BBC buys more copies of the Mail on Sunday than ANY other end-of-week paper, figures reveal
- Figures show the broadcaster bought 5,433 copies of the MoS every week
- Our sister paper, the Daily Mail, was the second-most purchased daily
- The paper has overtaken the Sunday Times as the most-purchased Sunday paper
The Mail on Sunday’s reputation for setting the national agenda –politically and on social issues – has made us the must-read weekend newspaper for BBC staff.
Latest figures show that the state broadcaster bought 5,433 copies of the MoS every week, making it the Corporation’s most-purchased Sunday newspaper.
Data from a Freedom of Information request reveals that the MoS has overtaken The Sunday Times, whose price rises to £3.50 next week.
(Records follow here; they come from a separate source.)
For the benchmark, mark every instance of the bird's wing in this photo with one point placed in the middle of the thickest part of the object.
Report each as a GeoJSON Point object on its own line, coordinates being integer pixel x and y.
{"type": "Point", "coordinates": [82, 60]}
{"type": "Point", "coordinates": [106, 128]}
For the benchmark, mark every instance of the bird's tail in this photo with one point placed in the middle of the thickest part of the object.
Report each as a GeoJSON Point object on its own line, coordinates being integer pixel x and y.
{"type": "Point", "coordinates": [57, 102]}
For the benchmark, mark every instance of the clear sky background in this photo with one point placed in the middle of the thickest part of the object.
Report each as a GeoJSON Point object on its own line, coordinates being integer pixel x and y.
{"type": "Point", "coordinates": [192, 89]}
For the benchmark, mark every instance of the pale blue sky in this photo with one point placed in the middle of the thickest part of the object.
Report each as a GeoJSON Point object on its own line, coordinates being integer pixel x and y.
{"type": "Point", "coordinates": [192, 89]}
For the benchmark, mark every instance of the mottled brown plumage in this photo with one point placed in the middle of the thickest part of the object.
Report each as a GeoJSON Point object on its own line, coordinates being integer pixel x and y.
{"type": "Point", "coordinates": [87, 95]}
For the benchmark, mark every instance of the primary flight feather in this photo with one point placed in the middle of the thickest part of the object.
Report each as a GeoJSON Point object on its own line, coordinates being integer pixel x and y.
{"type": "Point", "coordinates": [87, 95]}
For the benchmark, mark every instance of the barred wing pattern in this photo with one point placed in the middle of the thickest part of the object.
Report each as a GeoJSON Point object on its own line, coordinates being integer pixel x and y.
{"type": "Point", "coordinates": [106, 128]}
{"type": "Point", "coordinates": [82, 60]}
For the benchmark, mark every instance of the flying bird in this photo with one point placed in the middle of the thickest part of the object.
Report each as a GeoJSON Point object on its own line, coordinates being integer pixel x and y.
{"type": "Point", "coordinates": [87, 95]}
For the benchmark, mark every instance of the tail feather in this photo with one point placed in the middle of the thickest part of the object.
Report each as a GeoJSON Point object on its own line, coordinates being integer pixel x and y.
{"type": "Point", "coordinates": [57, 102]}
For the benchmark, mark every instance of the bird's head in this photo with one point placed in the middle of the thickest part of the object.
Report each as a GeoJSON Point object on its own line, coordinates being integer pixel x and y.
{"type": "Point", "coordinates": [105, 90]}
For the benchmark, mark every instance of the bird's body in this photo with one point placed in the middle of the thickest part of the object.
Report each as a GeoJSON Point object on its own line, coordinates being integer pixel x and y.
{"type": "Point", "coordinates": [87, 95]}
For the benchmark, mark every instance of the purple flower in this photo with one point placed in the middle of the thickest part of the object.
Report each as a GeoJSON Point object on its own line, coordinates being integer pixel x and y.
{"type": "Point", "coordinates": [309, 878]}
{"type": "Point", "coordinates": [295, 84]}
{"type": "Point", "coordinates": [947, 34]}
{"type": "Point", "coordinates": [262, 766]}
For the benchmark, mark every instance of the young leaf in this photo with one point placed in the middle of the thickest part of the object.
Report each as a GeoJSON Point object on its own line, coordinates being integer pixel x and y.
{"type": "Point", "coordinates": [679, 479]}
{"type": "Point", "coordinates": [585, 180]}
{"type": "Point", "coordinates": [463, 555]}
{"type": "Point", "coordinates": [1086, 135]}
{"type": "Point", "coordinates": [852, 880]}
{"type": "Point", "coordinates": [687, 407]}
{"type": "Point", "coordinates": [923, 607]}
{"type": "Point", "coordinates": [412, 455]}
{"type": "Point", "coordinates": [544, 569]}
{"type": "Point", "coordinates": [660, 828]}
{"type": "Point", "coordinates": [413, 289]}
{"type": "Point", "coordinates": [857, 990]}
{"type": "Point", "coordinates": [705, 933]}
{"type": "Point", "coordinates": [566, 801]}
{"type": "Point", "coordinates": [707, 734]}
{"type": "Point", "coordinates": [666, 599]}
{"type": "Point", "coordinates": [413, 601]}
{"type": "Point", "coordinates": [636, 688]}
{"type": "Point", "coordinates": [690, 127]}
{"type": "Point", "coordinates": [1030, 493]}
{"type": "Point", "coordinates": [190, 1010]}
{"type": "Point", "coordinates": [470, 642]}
Latest figures show that the state broadcaster bought 5,433 copies of the MoS
The Sunday Times had been the BBC staff’s favourite Sunday read (6,476 copies weekly, compared with 6,053 of the MoS), but the latest figures show the broadsheet has dropped to second place with 5,393 copies.
Our sister paper, the Daily Mail, was the second-most purchased daily, with 40,670 copies a day – just behind The Times (43,743 copies).
The figures are surprising considering the BBC’s news teams’ seeming Left-wing bias.
The data comprises newspapers bought by BBC offices across the country for the year up to the end of March and includes copies purchased for News and Current Affairs teams.
Last night, a BBC source said its newspapers were ordered locally, rather than centrally by top managers in London.
The MoS, the London Press Club’s Sunday Newspaper of the Year, is Britain’s biggest-selling Sunday paper – with almost 741,000 copies every week, according to the Audit Bureau of Circulations.